After making its debut at the LA Auto Show in 2021, the Ultevate electric drive unit (EDU) platform from Hofer Powertrain has now been expanded to offer a range of new benefits. The second-generation platform features a new dual engine torque vectoring primary drive unit and a single-engine secondary axle.
To further improve the EDU, Hofer has also installed a high-voltage (HV) battery system and a vehicle control unit, in addition to an extremely efficient three-level inverter. Other notable changes include new winding technologies in the e-motors, integrated HV functions to enable charging of 800V electric vehicles at 400V charging stations, ultrafast charging technologies based on high-power cells, and intelligent battery centralization technologies to deliver enhanced safety levels, lower battery costs and increased performance.
All of these changes were made as a result of Hofer seeking to reduce overall weight while offering a high power density and efficiency.
“By expanding our portfolio, we make sure that new, more efficient and versatile powertrain combinations are possible and accessible using original and new solutions, functions and architectures,” said Thomas Hackl, chief operations officer of Hofer Powertrain.
“The main goal is not only to provide ready-to-go off-the-shelf solutions but mainly to support designing processes and build truly innovative e-drives according to individual needs of our customers, thus reducing time and costs during the development and even more in production.”

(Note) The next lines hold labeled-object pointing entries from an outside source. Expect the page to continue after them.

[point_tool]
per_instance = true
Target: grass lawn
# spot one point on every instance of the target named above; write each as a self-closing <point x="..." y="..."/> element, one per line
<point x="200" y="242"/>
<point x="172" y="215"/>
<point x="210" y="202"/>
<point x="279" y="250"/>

With electric and hybrid powertrains increasing in complexity and their requirements for performance, efficiency and cost effectiveness, it is vital that manufacturers understand the entire solution, right from the design and concept stage all the way to the development, vehicle integration and series production stages. To ensure all these requirements are met – and understood correctly – Hofer uses simulations and tests under varying real-world conditions to support each development phase to make calculated adjustments.
Due to the aforementioned changes, the second-generation platform now delivers efficiency, package, charging time and cost optimizations. For example, at a system level, the new architectures enable optimized package and power density for applications with a small amount of space. The output has also been increased further for the EDU on the rear axle.
Alongside all previous solutions, a single drive with a one-fits-all approach can be provided on the front axle, using the same electric motor as on the rear axle. Alternatively, an induction motor can be used to optimize the drag torque. A smaller version of the HCTV axle with up to 400kW peak can also be selected for the front axle.